Unfazed by Greece, some fund managers stay bullish on Europe

Unfazed by Greece, some fund managers stay bullish on Europe

Dado Ruvic

NEW YORK (Reuters) - (This version of the story corrects title of analyst in second paragraph, shows Thornburg has reduced, not eliminated currency in 10th paragraph.)

The prospect of Greece defaulting on its debt has long been viewed as the recipe for a global stock market disaster. Yet some fund managers are prospering by ignoring the risks of another financial crisis and moving more money into European stocks.

The $11.5 billion Thornburg International Value fund increased the percentage of European stocks such as French materials maker Compagnie de Saint-Gobain and French construction company Vinci by 10 percentage points since the end of 2014, making European stocks 65 percent of its total assets, said Brian Burrell, an analyst at the fund.

Now, its reaping the rewards: with broad European stock markets up by 15 percent or more for the year to date, the fund is up 17.1 percent over the same time, a performance that ranks among the best international funds and leaves the 2.5 percent gain in U.S. stocks far behind.

At a time when the average international fund tracked by Lipper has dropped its holdings of European stocks by 1 percentage point, to an average of 43 percent, funds like Thornburg International that went the other way are outperforming.

Now, with Greece and the so-called "Troika" of primary creditors - the European Commission, the European Central Bank and the International Monetary Fund - once again at an impasse, several of these fund managers say that they are ready to double down on European stocks should the market start to sell-off if Greece does indeed default.
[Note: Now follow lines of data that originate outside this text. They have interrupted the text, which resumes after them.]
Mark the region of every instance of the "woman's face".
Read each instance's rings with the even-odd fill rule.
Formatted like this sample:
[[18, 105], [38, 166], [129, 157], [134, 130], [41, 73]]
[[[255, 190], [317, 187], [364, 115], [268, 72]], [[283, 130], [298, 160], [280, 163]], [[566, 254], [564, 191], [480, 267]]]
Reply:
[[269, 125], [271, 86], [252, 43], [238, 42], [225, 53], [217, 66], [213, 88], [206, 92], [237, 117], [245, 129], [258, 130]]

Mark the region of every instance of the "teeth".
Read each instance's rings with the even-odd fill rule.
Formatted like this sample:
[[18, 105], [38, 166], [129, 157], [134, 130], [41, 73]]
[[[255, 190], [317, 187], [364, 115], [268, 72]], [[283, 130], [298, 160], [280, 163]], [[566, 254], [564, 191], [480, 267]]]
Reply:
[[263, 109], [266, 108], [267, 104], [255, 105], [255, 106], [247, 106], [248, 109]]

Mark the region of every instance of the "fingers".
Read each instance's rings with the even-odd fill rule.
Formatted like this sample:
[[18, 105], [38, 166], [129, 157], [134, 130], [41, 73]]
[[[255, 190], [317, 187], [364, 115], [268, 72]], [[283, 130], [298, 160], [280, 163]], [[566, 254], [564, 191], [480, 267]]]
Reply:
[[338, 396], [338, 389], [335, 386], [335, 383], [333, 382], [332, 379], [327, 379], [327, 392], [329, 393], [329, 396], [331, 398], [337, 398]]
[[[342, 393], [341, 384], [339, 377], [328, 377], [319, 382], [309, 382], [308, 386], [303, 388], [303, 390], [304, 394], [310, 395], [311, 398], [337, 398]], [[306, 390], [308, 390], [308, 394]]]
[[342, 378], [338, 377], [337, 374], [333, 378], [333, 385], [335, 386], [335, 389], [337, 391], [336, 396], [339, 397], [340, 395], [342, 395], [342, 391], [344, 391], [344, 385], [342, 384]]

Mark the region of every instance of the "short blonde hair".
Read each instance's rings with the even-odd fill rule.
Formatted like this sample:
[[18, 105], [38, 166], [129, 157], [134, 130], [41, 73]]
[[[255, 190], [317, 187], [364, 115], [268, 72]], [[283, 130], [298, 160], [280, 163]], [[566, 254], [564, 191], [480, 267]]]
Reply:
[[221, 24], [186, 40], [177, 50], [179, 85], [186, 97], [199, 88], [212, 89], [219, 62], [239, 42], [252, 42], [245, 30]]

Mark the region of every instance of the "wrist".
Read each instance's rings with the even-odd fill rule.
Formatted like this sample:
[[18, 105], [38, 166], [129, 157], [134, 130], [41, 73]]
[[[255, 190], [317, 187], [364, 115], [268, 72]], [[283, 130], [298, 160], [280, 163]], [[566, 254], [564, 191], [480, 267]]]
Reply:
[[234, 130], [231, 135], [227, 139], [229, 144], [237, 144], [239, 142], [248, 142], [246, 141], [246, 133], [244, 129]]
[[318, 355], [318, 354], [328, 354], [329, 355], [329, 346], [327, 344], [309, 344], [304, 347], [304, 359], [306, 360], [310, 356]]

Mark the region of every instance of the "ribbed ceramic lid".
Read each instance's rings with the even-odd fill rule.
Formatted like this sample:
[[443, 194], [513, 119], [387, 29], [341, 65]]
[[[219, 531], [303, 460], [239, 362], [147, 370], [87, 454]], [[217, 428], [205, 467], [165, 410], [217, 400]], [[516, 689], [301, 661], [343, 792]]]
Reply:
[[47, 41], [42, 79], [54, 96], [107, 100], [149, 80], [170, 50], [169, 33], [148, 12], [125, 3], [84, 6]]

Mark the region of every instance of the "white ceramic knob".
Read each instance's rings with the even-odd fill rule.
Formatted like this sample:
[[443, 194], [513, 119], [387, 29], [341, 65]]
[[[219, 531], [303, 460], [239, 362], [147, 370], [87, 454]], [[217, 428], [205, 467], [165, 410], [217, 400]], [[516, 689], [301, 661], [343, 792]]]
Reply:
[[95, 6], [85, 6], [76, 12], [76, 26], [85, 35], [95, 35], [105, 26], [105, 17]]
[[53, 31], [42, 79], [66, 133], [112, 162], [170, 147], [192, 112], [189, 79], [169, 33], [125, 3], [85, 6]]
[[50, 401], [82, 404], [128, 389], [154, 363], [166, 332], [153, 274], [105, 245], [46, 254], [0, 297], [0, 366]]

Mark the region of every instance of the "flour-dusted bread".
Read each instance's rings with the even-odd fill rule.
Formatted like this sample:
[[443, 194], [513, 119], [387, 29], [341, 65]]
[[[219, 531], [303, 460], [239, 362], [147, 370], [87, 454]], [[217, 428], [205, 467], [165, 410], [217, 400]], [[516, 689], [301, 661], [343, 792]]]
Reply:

"People are starting to react to headlines, and that's when we start buying," said Michael Testorf, a co-portfolio manager of the $53.8 million RSQ International Equity fund.

REASONS FOR BULLISHNESS

Chief among their reasons for bullishness: the conviction that Greece's debt standoff, now drawn out for four years, has given Europe's financial system enough time to prepare, preventing the sort of panic that sent stocks tumbling in 2008 when Lehman Brothers fell.

At the same time, the European Central Bank has expanded its quantitative easing program to lower interest rates, helping spur economic growth and leading to an 11 percent drop in the euro against the dollar in the first quarter.
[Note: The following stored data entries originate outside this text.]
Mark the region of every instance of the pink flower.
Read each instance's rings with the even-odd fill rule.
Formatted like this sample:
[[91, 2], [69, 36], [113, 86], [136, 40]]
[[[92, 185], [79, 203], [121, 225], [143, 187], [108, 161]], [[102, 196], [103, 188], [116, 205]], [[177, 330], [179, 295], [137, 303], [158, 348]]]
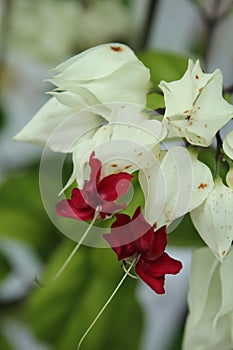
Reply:
[[94, 156], [95, 153], [92, 152], [89, 159], [90, 179], [85, 181], [83, 189], [72, 190], [71, 199], [62, 200], [56, 205], [57, 215], [88, 221], [93, 219], [96, 211], [104, 219], [125, 207], [125, 204], [118, 205], [115, 201], [126, 194], [133, 176], [121, 172], [100, 180], [102, 163]]
[[[156, 293], [163, 294], [166, 274], [177, 274], [182, 263], [164, 252], [167, 245], [166, 226], [154, 232], [138, 207], [133, 218], [116, 214], [111, 233], [104, 238], [117, 254], [118, 260], [136, 258], [135, 271]], [[129, 242], [129, 243], [128, 243]]]

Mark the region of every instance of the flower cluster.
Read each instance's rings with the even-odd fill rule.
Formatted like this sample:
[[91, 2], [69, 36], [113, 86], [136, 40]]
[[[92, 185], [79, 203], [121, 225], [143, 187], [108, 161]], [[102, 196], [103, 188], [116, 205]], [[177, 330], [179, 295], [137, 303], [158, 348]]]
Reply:
[[[202, 253], [224, 270], [233, 257], [233, 131], [222, 139], [220, 129], [233, 118], [233, 106], [222, 95], [221, 71], [204, 73], [199, 61], [189, 60], [180, 80], [161, 81], [162, 118], [146, 104], [148, 68], [125, 45], [94, 47], [56, 71], [52, 98], [15, 139], [72, 155], [73, 173], [65, 186], [72, 185], [72, 195], [56, 205], [57, 215], [109, 222], [103, 242], [158, 294], [165, 292], [165, 275], [182, 268], [165, 247], [167, 228], [185, 215], [207, 246]], [[127, 211], [128, 204], [120, 201], [133, 178], [135, 196]], [[143, 203], [138, 203], [136, 188], [144, 195]], [[109, 217], [114, 221], [107, 221]], [[205, 328], [205, 319], [196, 327], [192, 318], [203, 307], [193, 294], [202, 271], [196, 278], [193, 270], [192, 332], [187, 332], [185, 344], [190, 344], [189, 334]], [[206, 297], [213, 281], [206, 284]], [[232, 312], [232, 303], [227, 307]], [[216, 325], [220, 315], [223, 310], [207, 321]], [[216, 343], [222, 344], [219, 339]]]

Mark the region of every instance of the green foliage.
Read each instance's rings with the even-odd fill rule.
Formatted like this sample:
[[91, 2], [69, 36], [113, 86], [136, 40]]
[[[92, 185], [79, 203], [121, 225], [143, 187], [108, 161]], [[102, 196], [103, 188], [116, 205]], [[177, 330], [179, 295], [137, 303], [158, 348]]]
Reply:
[[151, 109], [163, 108], [164, 98], [158, 84], [161, 80], [180, 79], [187, 68], [188, 58], [177, 54], [146, 50], [138, 54], [139, 59], [150, 69], [151, 92], [147, 95], [147, 106]]
[[2, 279], [4, 279], [9, 271], [10, 265], [8, 264], [8, 261], [2, 254], [0, 254], [0, 282]]
[[57, 237], [41, 202], [38, 169], [10, 176], [0, 186], [0, 198], [0, 238], [23, 241], [45, 256]]
[[168, 244], [178, 247], [201, 247], [205, 245], [193, 226], [189, 214], [186, 214], [176, 229], [168, 234]]
[[158, 85], [161, 80], [180, 79], [188, 65], [188, 58], [172, 53], [143, 51], [139, 59], [150, 69], [151, 81]]
[[158, 109], [158, 108], [164, 108], [164, 98], [162, 95], [157, 94], [156, 92], [150, 93], [147, 95], [147, 107], [150, 109]]
[[[0, 325], [1, 326], [1, 325]], [[12, 348], [10, 347], [10, 345], [7, 343], [7, 340], [5, 339], [5, 337], [1, 334], [0, 332], [0, 344], [1, 344], [1, 349], [2, 350], [12, 350]]]
[[[47, 266], [45, 281], [56, 273], [72, 246], [71, 241], [60, 245]], [[58, 280], [35, 288], [24, 311], [28, 324], [53, 349], [75, 349], [122, 275], [110, 249], [81, 247]], [[128, 278], [85, 339], [83, 349], [138, 349], [142, 315], [135, 287], [135, 280]]]

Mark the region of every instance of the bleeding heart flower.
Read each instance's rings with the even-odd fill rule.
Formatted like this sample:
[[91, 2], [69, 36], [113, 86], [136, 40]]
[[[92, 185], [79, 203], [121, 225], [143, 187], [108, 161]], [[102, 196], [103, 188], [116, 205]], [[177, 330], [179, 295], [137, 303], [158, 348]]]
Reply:
[[222, 96], [222, 72], [203, 73], [200, 63], [189, 60], [184, 76], [160, 82], [168, 137], [185, 137], [192, 145], [210, 146], [216, 132], [233, 117], [233, 106]]
[[104, 238], [117, 254], [118, 260], [136, 258], [135, 271], [156, 293], [163, 294], [165, 274], [177, 274], [182, 264], [164, 252], [167, 245], [166, 226], [154, 232], [138, 207], [131, 218], [116, 214], [111, 233]]
[[126, 194], [133, 176], [121, 172], [100, 180], [102, 163], [94, 156], [92, 152], [89, 159], [90, 179], [84, 182], [83, 189], [72, 190], [71, 199], [62, 200], [56, 205], [57, 215], [88, 221], [93, 219], [96, 211], [104, 219], [125, 207], [125, 204], [119, 205], [115, 201]]

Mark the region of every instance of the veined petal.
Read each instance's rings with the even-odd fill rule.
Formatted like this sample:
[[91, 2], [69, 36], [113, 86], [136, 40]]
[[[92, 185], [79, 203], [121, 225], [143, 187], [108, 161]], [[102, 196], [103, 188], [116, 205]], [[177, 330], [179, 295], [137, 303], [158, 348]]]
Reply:
[[194, 252], [183, 350], [232, 348], [232, 253], [220, 264], [207, 247]]
[[157, 228], [199, 206], [213, 188], [210, 169], [184, 147], [171, 147], [154, 167], [140, 174], [145, 194], [145, 218]]
[[233, 240], [233, 190], [217, 178], [207, 199], [190, 215], [202, 239], [222, 262]]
Combined with lower oil prices, the ECB now expects eurozone GDP to grow by 1.5 percentage points in 2015 and 1.9 percentage points in 2016. The eurozone economy rose by an annual rate of 1 percent in the most recent quarter.

To be sure, the significant decline in the value of the euro has eaten into the returns for some dollar-based investors. Burrell said that Thornburg had partial currency hedges in place during the early part of the first quarter, but that it has reduced its hedging after the euro's decline.

Testorf, whose fund has been trimming its holdings of Japanese stocks to have cash available to buy European stocks on declines, is planning on increasing his holdings of Italian banks such as Intesa Sanpaolo and Banca Popolare di Milano in the event of a selloff. Both companies should benefit from increased consolidation in the Italian banking sector over the next 12 months, he said, which will give the companies more pricing power.

"We've been long-term believers in the repair of Europe, and you're starting to see it in the economic numbers. We are confident that you're going to see GDP growth of over 2 percent in the eurozone by 2016," he said.

A Greek default would also likely lead to an immediate recession in the country, muting the appeal of anti-austerity movements in Spain and Italy, he added.

Not all fund managers that have benefited from Europe's stock rally are as optimistic, however.

Michael Allison, a co-portfolio manager of the $423 million Eaton Vance Global Dividend fund, increased his stake in European stocks by 64 percent between the end of 2014 and April. Yet much of that move was timed to capture annual dividend payments, and not indicative of his long-term outlook for Europe, he said, adding that the fund has since sold some of its European holdings.

"With Greece, who knows what could happen. You could have a very unpleasant outcome for investors, and we don't try to position ourselves with macro outcomes in mind," he said.

Burrell, the Thornburg fund manager, said that he is not overly concerned that a Greek default would affect his holdings in companies such as wealth manager UBS or Telecom Italia.

Instead, he's looking for signs that the European economy is truly improving before he decides to significantly increase his positions from here.

"We're in the phase where need to see fundamental growth kick in. If that happens, then these stocks are still quite compelling valuation-wise," he said.